The data for this project was obtained from the Stack Overflow Annual Developer Survey website (https://insights.stackoverflow.com/survey/), where I downloaded the full survey pack in .zip format for the year 2022. The stack overflow annual survey is a comprehensive questionnaire aimed at exploring various aspects of the global developer community. It gathers data on myriad topics such as programming languages, tools, practices, employment, education, and more.

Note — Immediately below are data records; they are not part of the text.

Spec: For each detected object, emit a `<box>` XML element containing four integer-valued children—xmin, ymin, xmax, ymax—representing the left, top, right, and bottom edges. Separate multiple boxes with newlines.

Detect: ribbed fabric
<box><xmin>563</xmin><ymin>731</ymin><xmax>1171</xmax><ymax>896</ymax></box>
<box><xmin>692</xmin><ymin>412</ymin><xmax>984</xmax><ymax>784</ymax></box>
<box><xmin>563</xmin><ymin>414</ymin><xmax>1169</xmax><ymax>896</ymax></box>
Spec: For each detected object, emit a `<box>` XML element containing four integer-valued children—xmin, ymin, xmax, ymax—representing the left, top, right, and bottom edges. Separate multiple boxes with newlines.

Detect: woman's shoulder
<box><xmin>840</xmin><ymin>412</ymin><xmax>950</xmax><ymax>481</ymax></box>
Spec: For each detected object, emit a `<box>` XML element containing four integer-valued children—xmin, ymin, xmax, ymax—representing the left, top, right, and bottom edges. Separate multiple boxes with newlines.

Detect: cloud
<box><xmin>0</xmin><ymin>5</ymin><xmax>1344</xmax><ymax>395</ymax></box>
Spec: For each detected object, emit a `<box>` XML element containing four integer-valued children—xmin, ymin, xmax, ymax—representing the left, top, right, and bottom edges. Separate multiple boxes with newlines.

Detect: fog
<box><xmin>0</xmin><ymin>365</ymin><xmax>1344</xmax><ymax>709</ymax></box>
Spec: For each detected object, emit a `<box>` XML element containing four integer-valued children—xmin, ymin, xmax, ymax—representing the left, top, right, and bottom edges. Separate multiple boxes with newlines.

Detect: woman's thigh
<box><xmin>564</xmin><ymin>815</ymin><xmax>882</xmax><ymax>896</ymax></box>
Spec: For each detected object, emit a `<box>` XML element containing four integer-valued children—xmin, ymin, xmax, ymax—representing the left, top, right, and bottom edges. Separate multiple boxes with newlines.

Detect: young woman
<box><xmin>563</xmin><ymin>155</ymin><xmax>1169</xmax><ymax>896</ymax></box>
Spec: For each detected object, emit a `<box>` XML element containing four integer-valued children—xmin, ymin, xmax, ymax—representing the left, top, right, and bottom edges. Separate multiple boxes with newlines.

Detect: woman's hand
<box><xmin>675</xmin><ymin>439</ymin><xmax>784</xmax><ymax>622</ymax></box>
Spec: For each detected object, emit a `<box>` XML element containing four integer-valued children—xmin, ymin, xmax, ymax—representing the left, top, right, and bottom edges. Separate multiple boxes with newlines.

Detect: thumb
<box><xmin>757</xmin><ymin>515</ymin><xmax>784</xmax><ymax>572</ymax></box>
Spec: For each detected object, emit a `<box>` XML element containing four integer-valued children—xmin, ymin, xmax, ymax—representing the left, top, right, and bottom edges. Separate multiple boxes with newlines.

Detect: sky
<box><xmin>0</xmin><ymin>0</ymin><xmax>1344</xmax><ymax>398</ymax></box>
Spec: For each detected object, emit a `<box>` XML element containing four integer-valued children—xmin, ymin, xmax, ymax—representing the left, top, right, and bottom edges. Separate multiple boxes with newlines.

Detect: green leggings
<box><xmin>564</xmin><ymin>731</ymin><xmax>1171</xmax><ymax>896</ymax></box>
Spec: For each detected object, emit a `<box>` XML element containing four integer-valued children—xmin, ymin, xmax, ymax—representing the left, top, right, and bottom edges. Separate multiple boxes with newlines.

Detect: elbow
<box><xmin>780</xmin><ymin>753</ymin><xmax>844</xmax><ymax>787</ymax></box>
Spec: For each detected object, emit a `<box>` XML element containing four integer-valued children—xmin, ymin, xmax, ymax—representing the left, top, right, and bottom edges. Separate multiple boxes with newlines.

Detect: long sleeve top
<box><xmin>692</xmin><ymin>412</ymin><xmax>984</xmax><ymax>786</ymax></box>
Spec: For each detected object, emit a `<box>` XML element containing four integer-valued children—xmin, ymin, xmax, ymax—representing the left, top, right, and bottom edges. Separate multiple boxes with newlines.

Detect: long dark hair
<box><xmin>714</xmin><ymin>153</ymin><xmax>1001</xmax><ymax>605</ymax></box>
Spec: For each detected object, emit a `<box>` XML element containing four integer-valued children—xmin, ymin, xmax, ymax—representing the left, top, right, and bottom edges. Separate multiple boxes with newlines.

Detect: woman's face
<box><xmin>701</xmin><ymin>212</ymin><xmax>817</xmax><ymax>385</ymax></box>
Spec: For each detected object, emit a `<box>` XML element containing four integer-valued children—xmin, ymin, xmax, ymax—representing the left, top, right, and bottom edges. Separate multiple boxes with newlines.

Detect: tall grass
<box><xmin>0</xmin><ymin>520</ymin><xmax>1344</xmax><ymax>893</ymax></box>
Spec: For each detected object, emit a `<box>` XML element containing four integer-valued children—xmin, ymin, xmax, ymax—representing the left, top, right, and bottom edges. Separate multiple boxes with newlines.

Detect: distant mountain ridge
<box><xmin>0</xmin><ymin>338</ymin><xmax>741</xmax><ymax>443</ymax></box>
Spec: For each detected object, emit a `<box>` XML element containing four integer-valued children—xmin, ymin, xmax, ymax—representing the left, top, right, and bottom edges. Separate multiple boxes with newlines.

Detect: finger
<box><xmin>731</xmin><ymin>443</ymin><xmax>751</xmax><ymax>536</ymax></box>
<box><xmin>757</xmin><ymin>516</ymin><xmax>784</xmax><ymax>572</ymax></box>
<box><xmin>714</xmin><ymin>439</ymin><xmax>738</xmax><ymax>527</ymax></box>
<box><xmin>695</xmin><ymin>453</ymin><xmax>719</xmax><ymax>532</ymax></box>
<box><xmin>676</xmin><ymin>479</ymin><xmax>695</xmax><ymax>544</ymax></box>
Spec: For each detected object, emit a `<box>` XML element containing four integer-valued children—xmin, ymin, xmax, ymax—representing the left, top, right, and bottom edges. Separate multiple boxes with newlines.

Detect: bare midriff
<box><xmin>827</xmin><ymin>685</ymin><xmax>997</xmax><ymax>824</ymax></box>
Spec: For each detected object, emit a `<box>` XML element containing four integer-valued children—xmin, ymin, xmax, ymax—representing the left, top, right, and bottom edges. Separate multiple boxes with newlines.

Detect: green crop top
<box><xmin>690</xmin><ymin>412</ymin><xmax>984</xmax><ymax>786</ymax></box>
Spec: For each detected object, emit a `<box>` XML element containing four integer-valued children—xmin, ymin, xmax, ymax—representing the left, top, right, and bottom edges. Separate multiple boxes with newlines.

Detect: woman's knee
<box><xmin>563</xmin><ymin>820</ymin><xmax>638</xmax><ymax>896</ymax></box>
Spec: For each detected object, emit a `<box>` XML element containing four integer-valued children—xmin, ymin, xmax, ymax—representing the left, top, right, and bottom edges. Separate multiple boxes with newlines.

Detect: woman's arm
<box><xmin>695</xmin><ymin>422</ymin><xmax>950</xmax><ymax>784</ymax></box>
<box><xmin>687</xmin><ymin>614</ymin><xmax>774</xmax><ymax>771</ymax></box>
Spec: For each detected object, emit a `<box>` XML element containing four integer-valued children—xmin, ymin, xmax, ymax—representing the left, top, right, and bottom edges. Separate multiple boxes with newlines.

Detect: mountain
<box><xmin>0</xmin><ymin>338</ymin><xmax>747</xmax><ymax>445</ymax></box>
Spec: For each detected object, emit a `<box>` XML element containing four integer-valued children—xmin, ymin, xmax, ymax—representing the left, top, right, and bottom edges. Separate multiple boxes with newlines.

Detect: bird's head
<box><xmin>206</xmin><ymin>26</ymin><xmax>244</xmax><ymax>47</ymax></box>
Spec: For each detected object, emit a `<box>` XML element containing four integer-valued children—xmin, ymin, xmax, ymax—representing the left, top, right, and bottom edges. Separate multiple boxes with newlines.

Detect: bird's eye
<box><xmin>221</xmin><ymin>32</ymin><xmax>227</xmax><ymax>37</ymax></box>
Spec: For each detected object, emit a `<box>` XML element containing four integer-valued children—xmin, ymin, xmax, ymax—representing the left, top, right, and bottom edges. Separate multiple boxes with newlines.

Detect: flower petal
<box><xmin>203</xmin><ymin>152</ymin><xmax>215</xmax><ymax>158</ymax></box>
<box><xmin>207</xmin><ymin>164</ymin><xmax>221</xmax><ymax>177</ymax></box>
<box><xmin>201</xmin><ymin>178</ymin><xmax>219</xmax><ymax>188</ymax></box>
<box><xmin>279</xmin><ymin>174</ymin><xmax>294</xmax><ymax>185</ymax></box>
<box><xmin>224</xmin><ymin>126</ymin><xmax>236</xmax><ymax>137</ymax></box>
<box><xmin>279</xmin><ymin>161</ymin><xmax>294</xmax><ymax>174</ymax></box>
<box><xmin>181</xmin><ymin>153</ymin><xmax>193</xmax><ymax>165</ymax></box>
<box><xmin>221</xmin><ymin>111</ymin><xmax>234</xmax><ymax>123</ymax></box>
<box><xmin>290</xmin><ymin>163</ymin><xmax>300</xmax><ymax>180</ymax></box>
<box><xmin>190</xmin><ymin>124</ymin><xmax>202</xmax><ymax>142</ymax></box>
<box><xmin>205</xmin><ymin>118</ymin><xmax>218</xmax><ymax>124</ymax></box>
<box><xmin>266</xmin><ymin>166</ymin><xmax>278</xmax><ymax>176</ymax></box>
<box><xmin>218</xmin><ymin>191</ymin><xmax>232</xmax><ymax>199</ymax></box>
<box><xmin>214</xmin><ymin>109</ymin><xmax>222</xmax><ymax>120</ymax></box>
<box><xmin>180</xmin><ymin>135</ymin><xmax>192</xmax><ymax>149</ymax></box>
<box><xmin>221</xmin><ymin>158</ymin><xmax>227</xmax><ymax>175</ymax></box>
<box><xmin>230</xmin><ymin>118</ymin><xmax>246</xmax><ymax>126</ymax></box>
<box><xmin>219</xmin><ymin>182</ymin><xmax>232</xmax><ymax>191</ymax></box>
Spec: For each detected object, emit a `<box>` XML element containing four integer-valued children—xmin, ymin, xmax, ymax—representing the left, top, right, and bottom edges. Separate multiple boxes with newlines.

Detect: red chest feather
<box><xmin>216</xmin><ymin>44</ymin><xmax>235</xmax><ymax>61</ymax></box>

The data focused on for this project relates to income, education, and professional experience in coding.
Does the professional coding experience of individuals in the USA impact on their yearly income?
Is there an impact of education level on the income of professional coders in the USA?
Further :
First, we need to install and load the necessary libraries and set our working directory using the ‘here’. package..
# Load Libraries
library(tidyverse)
library(readr)
library(here)
library(ggplot2)
library(dplyr)
library(tidyr)
library(plotly)
library(ggridges)
# Set Working Directory
setwd(here())
Then, we load the survey data.
# Load data
survey_data <- read.csv("raw/survey_results_public.csv")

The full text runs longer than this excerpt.